Un altro disco che arriva alle mie orecchie con colpevole ritardo, visto che l’uscita è stata all’inizio di agosto nel pieno della scorsa estate. “Cala” è il sesto album del cantautore irlandese Fionn Regan e possiamo affermare che sia un ritorno alle origini, a quell’album, “The end of History”, che ce lo ha fatto conoscere.
Un ritorno alla semplicità stilistica, alle melodie pure come acqua di sorgente montana, alla strumentazione in larga parte acustica a parte qualche prezioso inserto di tessiture elettroniche e alcuni accorgimenti di studio come quello del nastro fatto girare al contrario. Un lavoro che omaggia il mare ed il suo fascino, il riverbero del chiarore della sabbia, le increspature delle onde marine, il calore avvolgente del sole e il chiarore della luna riflesso nell’acqua le immagini evocate con forza dalle dieci nuove poesie in musica di Regan. È, inoltre, il primo disco concepito e realizzato completamente a casa sua, nella città natale di Bray.
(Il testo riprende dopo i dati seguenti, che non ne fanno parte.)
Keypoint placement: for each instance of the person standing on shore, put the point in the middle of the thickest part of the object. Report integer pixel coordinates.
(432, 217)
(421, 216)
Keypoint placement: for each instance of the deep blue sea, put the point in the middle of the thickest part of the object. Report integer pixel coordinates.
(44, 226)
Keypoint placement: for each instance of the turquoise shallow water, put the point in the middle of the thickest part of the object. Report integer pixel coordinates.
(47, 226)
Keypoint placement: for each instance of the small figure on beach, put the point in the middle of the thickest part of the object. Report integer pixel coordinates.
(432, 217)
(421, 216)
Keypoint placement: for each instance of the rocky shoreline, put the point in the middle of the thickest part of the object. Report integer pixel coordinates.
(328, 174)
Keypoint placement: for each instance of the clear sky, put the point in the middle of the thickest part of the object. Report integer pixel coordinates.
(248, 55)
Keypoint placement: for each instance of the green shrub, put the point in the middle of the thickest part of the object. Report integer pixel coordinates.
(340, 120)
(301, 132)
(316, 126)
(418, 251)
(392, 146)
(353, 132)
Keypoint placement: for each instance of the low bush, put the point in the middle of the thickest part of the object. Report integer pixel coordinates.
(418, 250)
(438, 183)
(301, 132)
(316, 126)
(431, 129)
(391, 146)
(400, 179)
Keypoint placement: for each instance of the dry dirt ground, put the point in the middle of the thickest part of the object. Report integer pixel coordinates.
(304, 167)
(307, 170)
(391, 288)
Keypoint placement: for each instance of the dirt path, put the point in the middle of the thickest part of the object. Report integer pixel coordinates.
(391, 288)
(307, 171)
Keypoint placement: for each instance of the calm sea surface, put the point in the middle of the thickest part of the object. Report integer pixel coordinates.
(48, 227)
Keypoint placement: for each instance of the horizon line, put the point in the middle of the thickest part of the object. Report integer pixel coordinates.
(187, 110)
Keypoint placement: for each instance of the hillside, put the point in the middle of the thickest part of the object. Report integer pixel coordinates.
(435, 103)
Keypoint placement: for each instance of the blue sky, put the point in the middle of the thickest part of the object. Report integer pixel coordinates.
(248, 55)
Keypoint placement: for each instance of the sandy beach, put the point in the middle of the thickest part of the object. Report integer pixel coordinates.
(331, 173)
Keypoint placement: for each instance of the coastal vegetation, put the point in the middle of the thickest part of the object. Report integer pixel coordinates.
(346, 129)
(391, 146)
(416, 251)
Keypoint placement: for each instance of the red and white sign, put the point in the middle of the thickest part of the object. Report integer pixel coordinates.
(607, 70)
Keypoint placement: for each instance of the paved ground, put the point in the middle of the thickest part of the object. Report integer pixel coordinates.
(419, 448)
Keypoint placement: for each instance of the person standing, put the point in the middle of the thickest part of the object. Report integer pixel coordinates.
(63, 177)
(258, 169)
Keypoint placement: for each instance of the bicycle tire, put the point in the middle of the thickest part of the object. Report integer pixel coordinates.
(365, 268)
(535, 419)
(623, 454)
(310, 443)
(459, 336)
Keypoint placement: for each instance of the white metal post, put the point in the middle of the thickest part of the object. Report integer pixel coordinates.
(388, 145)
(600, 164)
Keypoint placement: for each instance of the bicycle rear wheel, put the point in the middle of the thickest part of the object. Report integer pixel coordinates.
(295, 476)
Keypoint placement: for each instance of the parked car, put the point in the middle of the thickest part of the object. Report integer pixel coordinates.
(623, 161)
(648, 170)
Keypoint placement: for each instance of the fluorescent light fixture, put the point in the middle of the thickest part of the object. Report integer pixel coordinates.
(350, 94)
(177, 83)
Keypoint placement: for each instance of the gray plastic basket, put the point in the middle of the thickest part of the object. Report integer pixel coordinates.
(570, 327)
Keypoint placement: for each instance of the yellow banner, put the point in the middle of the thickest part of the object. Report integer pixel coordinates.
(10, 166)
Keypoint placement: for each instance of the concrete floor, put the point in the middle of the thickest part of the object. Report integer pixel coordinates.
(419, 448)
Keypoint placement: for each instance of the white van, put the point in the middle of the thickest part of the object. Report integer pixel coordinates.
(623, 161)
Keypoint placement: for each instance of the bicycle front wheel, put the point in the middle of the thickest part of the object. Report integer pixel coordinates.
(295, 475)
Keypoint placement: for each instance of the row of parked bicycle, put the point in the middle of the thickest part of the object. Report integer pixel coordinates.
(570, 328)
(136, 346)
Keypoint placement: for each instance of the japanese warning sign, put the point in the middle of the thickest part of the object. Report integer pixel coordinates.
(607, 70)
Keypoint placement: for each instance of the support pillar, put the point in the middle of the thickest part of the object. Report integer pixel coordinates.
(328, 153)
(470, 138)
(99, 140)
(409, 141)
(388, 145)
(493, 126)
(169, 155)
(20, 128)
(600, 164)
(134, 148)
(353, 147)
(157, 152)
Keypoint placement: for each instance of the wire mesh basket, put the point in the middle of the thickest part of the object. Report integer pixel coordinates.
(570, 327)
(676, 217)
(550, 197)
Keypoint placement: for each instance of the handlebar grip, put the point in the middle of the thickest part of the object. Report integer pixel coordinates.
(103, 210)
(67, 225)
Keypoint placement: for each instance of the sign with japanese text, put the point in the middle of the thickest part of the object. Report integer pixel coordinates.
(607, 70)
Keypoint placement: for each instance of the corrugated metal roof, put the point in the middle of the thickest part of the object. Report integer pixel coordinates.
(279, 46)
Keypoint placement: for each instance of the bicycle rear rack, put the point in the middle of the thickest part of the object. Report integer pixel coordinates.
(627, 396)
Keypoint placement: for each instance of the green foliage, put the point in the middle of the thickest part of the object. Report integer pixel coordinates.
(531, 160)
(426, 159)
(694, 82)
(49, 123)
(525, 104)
Un’opera nuda e cruda con un raffinato e minimale fingerpicking, quest’ultimo materia prima di autentiche meraviglie acustiche che sembrano dialogare con il silenzio (“Collar Of Fur”, “Under The Waves/Tokyo”), o con il brusio del mare (“The Ocean Wave”), arrivando a descriverne perfino gli antri più segreti (“Hunting Dog”). Le canzoni posseggono un tocco artigianale da folksinger/troubadour, sono i piccoli dettagli a elevare la qualità artistica di questa nuova fatica. Il delizioso e originale dialogo tra arpeggi, percussioni ammorbidite e stratificazioni vocali eteree di “Head Swim”, o il cupo minimalismo intinto in sonorità noise e ricche di riverberi della title track.
Questa è la dimensione di Fionn, quando ha tentato la via di una normalizzazione sonora ha parzialmente fallito. Regan si conferma autore di razza capace di far apparire un suono monotematico mai scontato oppure noioso. A mio modesto parere il suo lavoro più riuscito ed uno dei piccoli dischi da ricordare per l’anno in corso!!!